The company's strength lies in its robust revenue growth and solid return on equity, but weaknesses in free cash flow and margin performance, coupled with industry cyclicality, temper our enthusiasm. The Hold rating reflects a balanced view, acknowledging PIPR's potential while remaining cautious about its challenges and the broader macroeconomic environment. Investors should monitor the company's ability to improve its free cash flow and margin performance to justify a more bullish outlook.
Business Strategy & Overview
Piper Sandler Companies operates as a full-service investment bank and institutional securities firm, providing a range of financial services to corporations, private equity groups, public entities, non-profit organizations, and institutional investors. The company's revenue streams are diversified across investment banking (including M&A advisory, equity and debt financing), institutional sales and trading, and asset management. A key aspect of their strategy involves focusing on specific sectors, such as healthcare, financial services, energy, and technology, allowing them to develop specialized expertise and build strong relationships with clients in these areas.
The company's strategic positioning emphasizes middle-market investment banking, where they aim to be a leading advisor and capital provider. This focus allows them to avoid direct competition with larger bulge-bracket firms while still capturing significant deal flow. Piper Sandler also differentiates itself through its strong research capabilities, which support its sales and trading activities and provide valuable insights to its clients. The company's expansion strategy includes both organic growth and strategic acquisitions, aimed at broadening its service offerings and geographic reach.

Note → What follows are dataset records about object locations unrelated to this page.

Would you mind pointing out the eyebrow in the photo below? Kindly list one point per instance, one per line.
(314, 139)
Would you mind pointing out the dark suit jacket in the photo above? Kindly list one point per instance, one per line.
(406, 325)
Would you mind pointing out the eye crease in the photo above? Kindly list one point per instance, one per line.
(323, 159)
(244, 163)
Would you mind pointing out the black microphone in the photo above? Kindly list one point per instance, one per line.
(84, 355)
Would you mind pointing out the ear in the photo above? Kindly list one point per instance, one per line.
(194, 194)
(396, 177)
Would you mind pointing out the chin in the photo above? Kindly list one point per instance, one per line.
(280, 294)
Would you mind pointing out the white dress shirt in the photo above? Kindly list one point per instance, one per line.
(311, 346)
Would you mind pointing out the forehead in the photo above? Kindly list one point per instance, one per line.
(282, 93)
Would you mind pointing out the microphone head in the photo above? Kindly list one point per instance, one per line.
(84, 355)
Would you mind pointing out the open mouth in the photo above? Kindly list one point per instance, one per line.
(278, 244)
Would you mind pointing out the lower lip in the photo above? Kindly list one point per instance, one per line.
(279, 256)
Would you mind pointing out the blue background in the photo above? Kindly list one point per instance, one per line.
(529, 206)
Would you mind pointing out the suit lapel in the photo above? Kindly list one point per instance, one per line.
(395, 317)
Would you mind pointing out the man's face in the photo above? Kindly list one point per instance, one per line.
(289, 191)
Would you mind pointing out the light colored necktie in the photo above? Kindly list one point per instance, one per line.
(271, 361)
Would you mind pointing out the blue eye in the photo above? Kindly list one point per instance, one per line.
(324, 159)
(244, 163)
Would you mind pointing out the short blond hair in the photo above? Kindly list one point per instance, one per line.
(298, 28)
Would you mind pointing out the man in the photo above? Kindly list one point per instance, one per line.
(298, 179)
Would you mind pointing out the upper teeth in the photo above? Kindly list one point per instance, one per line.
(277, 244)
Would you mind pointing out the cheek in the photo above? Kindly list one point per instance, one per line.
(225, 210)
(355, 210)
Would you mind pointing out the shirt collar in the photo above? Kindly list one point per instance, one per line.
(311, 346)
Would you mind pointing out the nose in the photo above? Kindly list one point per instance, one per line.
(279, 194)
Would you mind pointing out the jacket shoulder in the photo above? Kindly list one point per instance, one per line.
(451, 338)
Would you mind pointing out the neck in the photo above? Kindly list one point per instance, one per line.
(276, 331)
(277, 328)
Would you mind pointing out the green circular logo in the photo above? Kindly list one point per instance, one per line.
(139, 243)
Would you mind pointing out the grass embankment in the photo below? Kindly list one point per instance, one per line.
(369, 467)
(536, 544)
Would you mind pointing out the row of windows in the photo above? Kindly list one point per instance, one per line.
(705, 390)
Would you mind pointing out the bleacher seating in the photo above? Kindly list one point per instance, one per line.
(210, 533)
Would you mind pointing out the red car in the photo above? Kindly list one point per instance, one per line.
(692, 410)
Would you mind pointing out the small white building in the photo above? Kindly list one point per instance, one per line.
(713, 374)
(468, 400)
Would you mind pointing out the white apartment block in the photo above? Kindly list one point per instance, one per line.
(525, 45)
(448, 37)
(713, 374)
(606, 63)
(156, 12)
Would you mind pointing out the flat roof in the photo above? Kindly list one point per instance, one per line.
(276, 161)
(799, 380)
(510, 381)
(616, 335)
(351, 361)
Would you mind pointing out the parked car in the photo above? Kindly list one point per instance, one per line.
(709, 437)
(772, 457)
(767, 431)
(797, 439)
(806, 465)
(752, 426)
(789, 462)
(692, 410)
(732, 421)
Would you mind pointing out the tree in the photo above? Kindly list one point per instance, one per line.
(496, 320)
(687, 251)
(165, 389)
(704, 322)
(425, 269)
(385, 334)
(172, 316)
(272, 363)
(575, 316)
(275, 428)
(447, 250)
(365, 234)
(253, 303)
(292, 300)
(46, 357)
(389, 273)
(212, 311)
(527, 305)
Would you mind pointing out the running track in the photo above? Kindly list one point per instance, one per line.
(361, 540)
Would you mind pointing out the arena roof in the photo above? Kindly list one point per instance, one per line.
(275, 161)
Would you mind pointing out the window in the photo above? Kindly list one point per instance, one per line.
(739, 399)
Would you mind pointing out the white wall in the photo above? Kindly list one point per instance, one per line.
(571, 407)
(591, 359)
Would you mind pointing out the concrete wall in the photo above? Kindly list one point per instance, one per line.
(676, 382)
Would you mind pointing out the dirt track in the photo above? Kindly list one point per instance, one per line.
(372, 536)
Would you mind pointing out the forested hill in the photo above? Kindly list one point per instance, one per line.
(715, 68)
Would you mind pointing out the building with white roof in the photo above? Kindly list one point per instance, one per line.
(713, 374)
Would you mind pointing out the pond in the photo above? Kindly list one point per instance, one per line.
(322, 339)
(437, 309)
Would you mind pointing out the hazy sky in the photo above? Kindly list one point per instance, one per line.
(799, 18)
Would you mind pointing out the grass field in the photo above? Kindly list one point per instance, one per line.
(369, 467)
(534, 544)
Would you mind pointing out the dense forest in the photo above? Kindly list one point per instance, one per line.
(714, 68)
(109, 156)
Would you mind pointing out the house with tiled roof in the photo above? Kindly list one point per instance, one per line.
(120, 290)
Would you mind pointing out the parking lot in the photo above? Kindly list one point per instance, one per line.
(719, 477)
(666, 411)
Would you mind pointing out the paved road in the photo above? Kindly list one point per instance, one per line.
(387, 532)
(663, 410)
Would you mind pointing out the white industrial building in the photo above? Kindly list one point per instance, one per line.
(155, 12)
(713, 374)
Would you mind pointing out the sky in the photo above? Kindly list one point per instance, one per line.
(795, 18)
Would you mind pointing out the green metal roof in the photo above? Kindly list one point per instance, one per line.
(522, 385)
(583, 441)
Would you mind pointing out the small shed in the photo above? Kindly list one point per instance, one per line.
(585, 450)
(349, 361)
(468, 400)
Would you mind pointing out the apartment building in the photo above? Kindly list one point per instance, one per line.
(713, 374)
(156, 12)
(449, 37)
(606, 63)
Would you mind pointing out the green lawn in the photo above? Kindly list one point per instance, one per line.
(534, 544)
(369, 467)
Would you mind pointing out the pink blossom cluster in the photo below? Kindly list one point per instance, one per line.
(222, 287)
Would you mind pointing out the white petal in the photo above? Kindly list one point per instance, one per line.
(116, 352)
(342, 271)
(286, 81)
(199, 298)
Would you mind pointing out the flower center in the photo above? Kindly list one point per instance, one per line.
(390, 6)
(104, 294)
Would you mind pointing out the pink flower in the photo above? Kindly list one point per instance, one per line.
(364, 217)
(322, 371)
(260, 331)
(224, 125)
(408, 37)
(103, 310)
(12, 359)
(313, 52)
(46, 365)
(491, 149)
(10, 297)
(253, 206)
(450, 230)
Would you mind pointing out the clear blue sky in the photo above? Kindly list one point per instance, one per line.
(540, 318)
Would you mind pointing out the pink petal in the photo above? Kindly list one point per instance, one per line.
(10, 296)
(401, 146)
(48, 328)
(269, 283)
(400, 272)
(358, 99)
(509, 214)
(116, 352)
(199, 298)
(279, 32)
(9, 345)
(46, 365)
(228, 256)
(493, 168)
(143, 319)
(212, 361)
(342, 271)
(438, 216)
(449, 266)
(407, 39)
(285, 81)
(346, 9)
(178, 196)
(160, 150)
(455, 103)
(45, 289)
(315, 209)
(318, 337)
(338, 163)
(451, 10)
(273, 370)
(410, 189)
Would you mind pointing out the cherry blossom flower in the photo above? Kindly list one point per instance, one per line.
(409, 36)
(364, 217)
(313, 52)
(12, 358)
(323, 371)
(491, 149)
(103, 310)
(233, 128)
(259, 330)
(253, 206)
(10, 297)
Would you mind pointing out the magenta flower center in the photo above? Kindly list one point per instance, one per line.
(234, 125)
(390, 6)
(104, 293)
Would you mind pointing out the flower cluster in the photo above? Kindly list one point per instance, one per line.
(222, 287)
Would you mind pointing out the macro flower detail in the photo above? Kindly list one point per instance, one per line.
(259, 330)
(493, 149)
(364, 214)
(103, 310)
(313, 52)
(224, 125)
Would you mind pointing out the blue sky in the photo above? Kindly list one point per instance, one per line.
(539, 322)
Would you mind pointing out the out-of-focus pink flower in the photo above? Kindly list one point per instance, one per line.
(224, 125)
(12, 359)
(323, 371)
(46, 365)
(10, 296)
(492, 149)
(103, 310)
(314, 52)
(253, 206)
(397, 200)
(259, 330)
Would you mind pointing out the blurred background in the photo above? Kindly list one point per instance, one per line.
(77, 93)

Piper Sandler's business model is inherently cyclical, with revenue and profitability heavily influenced by market conditions and deal activity. During periods of economic expansion and strong capital markets, the company benefits from increased M&A activity, higher trading volumes, and greater demand for financing. Conversely, during economic downturns or periods of market volatility, deal activity tends to slow down, negatively impacting the company's revenue and earnings. The company attempts to mitigate this cyclicality through diversification of its revenue streams and a focus on recurring revenue sources, such as asset management fees.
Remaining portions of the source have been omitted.